The Indian e-commerce sector is poised for a major upheaval. If reports are to be believed, a merger between e-commerce giants Flipkart and Snapdeal, the biggest of its kind within the Indian e-commerce sector, is just a matter of time. Softbank, a major investor, and shareholder in both the companies has been pushing for a possible sale of Snapdeal to Flipkart for quite a while now. In line with its vision to be a major investing force behind the seemingly booming Indian start-up space and to fend off potential rivals like Alibaba and Amazon for gaining a significant foothold in Indian markets, this move comes as without surprise.
Snapdeal, one of India’s foremost e-commerce companies was started back in 2010 and founded by Kunal Bahl and Rohit Bansal. As things unfold with passing time, the latest has been that Snapdeal is expected to be sold at a valuation of Rs 6,400 crore. What can be best described as a tumultuous journey, the company has witnessed nearly 12 rounds of funding over its 7 years of existence; an amount that adds up to nearly $2 billion. The ongoing problems of increasing losses and dwindling cash reserves to keep the company functioning, in a business model which depends heavily on discounts and sale, have reportedly tipped Softbank to push for a potential acquisition of the company by Flipkart, one of its closest and oldest rival in the Indian markets.
The greatest impact of most merger or acquisition cases has traditionally been experienced by the employees and managers working in both the companies. Financial stability, often due to its short term criticality, usually forms the focus area within companies. In an interview with Mark Oshima, Managing Partner, and Sharad Vishvanath, Regional MD & Partner from Aon Strategic Advisory explain how often companies miss out crucial HR steps, that lead to talent problems in the form of layoffs and exodus in the future. The ability to create an effective top-down communication channel and providing relevant compensation models, among other measures become crucial when it comes to ensuring an effective transition.
In the past few months, there have been many employees in key managerial positions who have left the company. And this has been the case on both the sides of the deal. Snapdeal has seen a number of voluntary and involuntary exits while Flipkart recently let go of their Head of HR with reports also coming in that Flipkart's chief operating officer Nitin Seth, one of the top-ranking executives at the firm, has put in his papers, transferring key portfolios like HR and finance under his purview.
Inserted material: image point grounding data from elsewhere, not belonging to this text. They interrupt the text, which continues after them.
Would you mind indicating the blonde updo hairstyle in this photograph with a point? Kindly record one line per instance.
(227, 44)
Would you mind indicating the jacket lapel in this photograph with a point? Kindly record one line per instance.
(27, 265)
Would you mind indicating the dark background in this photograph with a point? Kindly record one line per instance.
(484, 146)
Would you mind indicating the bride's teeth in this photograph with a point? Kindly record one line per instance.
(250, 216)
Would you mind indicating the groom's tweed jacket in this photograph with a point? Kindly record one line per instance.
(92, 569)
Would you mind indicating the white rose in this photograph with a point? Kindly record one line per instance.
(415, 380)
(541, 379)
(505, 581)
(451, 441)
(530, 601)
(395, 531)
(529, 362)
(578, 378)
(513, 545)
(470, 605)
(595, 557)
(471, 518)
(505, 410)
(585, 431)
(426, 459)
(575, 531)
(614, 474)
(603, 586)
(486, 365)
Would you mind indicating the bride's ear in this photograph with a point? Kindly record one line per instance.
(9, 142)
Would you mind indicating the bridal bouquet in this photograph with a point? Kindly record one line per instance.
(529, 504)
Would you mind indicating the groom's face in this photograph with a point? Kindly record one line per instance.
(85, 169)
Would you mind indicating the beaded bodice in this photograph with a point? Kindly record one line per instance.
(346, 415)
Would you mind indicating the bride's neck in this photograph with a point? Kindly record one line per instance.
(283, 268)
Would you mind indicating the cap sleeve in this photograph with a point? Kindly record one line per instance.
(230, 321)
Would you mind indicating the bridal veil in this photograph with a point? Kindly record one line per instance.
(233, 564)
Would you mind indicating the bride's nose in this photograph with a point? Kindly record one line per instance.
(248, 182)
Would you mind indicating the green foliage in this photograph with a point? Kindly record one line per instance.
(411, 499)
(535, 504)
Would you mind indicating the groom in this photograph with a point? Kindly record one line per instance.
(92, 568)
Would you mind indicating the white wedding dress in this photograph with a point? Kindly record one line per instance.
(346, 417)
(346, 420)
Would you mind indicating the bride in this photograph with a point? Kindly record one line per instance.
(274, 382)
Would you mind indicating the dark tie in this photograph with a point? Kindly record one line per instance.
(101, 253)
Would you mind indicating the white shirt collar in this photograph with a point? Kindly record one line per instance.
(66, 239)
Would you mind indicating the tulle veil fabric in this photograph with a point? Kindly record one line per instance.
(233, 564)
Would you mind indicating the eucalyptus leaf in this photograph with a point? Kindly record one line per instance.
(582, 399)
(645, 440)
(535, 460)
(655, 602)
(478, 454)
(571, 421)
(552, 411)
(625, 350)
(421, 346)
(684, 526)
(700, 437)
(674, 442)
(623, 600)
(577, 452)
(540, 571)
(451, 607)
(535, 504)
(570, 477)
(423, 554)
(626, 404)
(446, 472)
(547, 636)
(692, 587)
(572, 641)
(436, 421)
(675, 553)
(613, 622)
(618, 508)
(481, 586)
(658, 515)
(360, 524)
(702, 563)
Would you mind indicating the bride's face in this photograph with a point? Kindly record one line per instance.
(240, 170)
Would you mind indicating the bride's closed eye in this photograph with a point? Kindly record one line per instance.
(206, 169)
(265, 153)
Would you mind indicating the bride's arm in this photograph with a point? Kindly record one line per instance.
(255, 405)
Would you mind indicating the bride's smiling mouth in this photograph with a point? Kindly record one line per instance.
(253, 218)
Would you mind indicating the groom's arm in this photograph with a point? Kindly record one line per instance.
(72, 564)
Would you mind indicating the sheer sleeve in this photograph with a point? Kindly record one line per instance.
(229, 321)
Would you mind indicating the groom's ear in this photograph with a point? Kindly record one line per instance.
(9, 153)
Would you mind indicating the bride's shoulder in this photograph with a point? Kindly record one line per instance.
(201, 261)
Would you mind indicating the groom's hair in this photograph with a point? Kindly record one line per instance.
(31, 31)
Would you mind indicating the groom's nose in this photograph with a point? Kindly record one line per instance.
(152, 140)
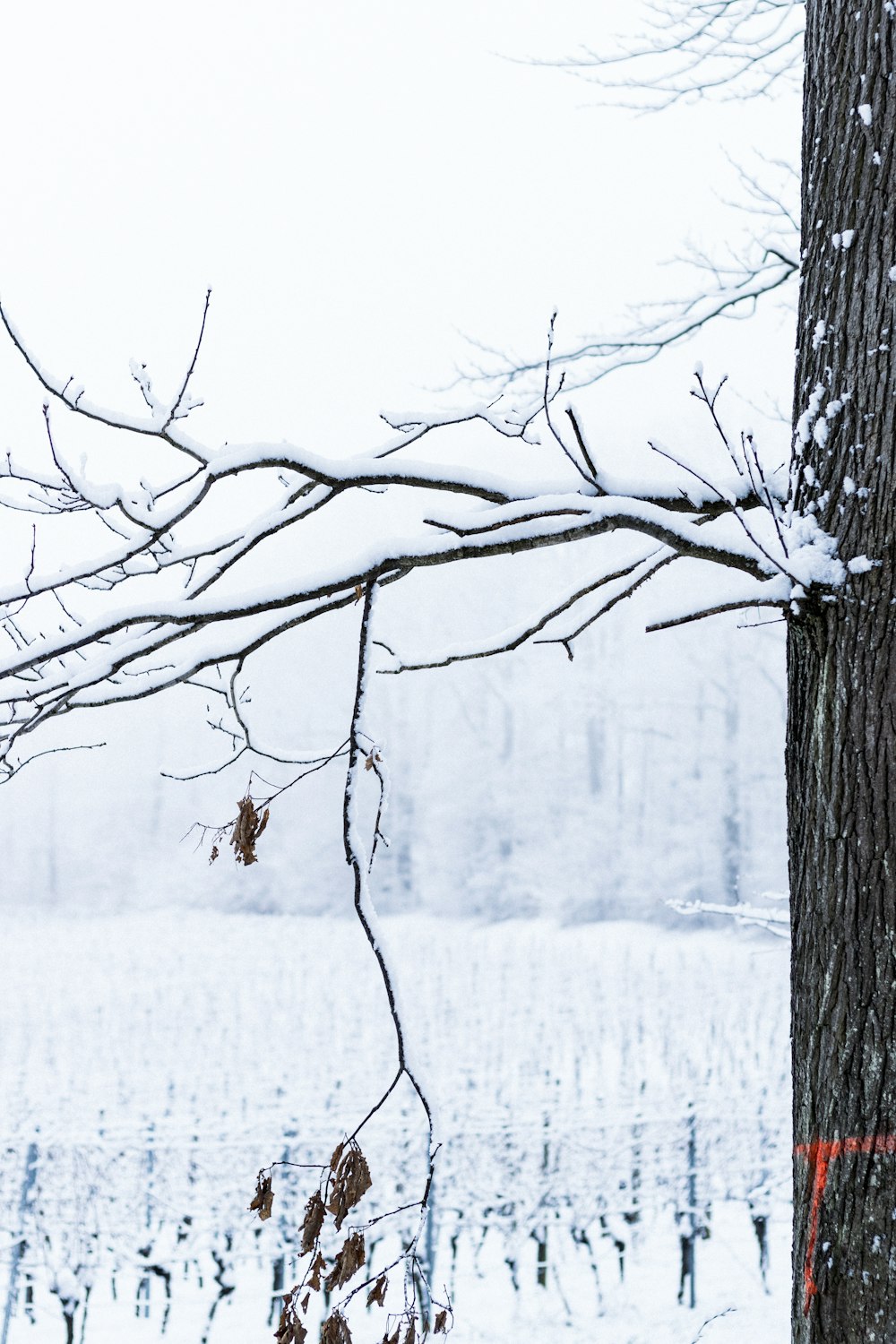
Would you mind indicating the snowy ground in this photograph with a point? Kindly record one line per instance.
(590, 1081)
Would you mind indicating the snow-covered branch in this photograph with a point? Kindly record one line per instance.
(168, 581)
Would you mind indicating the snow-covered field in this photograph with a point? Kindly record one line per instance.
(600, 1090)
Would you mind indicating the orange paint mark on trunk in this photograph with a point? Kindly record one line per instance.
(820, 1153)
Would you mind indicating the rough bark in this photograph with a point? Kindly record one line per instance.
(841, 733)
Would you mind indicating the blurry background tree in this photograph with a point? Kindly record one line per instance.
(813, 542)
Although these exits within Flipkart can be seen as measures to streamline the chain of command, aimed at preparing the company for an acquisition which seems almost inevitable, it’s the Snapdeal employees that are on edge. While the company has hiked salaries by up to 15 percent of its employees who have chosen to continue with working with it, employees are concerned about their future as the impending takeover looms ahead.
Snapdeal has reportedly taken measures to create a cushion for their employees. The Mint reported that Snapdeal that may offer a Rs193 crore bonanza to its staff if the homegrown e-commerce firm is taken over by larger rival Flipkart.
According to a PTI report, the founders will give half of their payout ($30 million) for the proposed scheme which would cover all current employees of Snapdeal. Snapdeal has about 1,500-2,000 staffers.
“The founders have asked the board to carve out $30 million (about Rs193 crore) from their settlement for payouts to the Snapdeal team. They want to ensure that the team does not get sidelined in any manner,” the PTI report added. “A move which may benefit some of the former senior executives of Snapdeal, who have left the firm in the last 12 months, as well. The intent is also to compensate for the ESOPs that were issued to senior employees. The value of their shares and options have eroded and would be worthless once the deal is signed, one of them said. Interestingly, the deal linked payment would also be extended to employees who do not own ESOPs to reward those staying on with Snapdeal till the proposed transaction with Flipkart is complete. If the deal goes through, Snapdeal founders will get $60 million (cumulative), of which half will be given to employees.”
Such measures, though not complete in themselves are some the necessary steps that Snapdeal needs to take in order to ensure a smooth transition
With the Japanese conglomerate and Snapdeal’s largest investor, SoftBank being more interested consolidating its losses within the e-commerce sector (SoftBank had recently said it suffered a loss of $1 billion, or Rs6,500 crore, on its investment in Snapdeal during 2016-17), its aim has been to get other Snapdeal investors on board for its eventual sale. It has managed to get board members, which also includes the founders (Kunal Bahl and Rohit Bansal) and early investors Kalaari and Nexus Venture Partners, to agree to the potential deal. According to the PTI report, Nexus Venture Partners could stand to get close to $80 million and a stake in the merged/new entity, while Kalaari could get about $70-80 million. A move which perhaps makes economic sense from an investor's point of view, there still needs to be a clear agenda on how subsequent talent issues can be mitigated and subsequently dealt with.